Applauding the healers
Re: “Rallying around the kids” (Feature, by Ashiah Scharaga, Nov. 3)
I have to commend people like Kayden Schroyer and Carrie Dawes, those students and faculty who went through the 2018 Camp Fire along with their supporters and family and friends.
My wife and I lost our home and almost all our possessions in that fire, including all our college and grad school records and diplomas, all our elementary and high school records and transcripts, and everything else we’d kept and stored our entire lives (including family photos and so much original art). In a sense, we lost part of our identities, including most of the papers and records that gave us those identities.
Fortunately, we had good home insurance and all that it entails, and we’ve found a nice home here in Chico, in a good neighborhood, with great neighbors.
But the catch is that we’re both older now and we can’t return to Paradise, or to our lives there, so we have to work with what we have and appreciate it. The advantage that Kayden and her friends (who lost homes in Paradise) have is that they are young and so they have years to build a new life.
Unfortunately, we realize that no matter how young you are when this kind of catastrophe occurs, it’s still very difficult to survive these experiences psychologically intact.
Dave Marks
Chico
On edge in the valley
Have you seen the billboard on Skyway heading into Chico? It’s got a bunch of happy kids standing behind an historic rock wall. The only words are “Valley’s Edge,” as in the proposed Valley’s Edge development as big as, did I read, Gridley? That Valley’s Edge?
I guess those kids are the ones who are not going to be living in the more than 50 percent of the houses planned that are for 55 and older. And I guess that considering many parents of that age child in Chico can’t really afford the not-very-affordable housing in the proposed development, they won’t actually live in the development.
Maybe they are looking for entry into one of the development’s parks that as non-residents they won’t be able to play in. Maybe they’re the visiting grandchildren of the out-of-town wealthy retirees who will come to northern California to better their lives. People who would like to come to beautiful Chico and sit in their houses looking out on what was and should be the 1,448 acres of “valley edge” land left as the open space, wetlands and wild fire-buffer zone that it is right now.

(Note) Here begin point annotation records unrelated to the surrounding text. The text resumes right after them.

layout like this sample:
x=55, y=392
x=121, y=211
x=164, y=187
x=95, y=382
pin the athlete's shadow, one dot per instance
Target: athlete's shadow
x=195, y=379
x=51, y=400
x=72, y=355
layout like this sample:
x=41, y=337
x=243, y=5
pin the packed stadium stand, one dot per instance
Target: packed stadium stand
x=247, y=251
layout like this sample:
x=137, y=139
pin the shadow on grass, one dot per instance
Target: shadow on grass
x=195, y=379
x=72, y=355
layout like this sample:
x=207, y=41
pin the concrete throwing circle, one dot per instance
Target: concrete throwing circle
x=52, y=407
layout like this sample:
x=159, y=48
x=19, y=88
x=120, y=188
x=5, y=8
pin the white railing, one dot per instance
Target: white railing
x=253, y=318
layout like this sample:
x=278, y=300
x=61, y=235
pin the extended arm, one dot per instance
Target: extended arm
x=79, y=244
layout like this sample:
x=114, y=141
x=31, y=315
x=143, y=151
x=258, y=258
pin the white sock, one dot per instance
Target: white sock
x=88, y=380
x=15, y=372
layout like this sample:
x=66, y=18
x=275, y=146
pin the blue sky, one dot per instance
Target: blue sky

We have stopped these kind of outrageous bad-for-Chico developments in the past. We got educated. We spoke out. We supported the folks most in the fray with our dollars.
Let’s do so again! Go to smartgrowthchico.org.
Kathleen Faith
Chico
The myth of pro transients
According to data from the Homeless Data Integration System (HDIS), “very few people [less than 5 percent] experiencing homelessness accessed services in more than one California Continuum of Care,” the organized group of service providers for a county. The idea of “professional transients” is not supported by the facts.

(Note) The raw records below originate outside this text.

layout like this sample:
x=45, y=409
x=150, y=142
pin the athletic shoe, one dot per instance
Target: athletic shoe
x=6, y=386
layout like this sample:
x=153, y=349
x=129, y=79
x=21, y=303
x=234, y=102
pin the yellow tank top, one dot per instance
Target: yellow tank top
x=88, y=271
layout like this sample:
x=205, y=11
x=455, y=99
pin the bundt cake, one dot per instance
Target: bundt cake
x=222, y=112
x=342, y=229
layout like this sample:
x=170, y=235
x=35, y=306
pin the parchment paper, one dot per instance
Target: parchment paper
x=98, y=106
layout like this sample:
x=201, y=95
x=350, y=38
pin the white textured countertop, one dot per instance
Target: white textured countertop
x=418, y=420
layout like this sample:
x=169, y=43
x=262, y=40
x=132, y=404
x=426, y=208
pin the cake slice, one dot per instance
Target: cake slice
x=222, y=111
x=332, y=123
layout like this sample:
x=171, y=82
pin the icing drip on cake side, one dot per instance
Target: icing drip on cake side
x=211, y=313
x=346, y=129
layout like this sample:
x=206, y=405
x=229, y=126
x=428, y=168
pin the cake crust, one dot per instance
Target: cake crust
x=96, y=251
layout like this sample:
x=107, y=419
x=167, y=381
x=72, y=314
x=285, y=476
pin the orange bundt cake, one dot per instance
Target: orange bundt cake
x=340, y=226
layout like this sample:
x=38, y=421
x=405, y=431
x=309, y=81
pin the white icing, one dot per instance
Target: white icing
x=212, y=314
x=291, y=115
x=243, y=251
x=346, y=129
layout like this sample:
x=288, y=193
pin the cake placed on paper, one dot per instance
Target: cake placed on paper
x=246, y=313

If this were a real issue, we would’ve seen Chico’s homeless people moving to Medford, Eugene and Marysville to get into Hope Village, Opportunity Village or 14 Forward. If you’re so poor you can’t afford rent, moving is a huge and expensive job. You have to give up everything except what you can carry, buy a bus ticket and leave the community you know well to go to a new place with many unknowns—for a slim chance at a shelter bed?
The “magnet” issue is not really an issue. Furthermore, we have talked about this with the directors of these shelters and all concurred that attracting out-of-towners has not been a problem for them.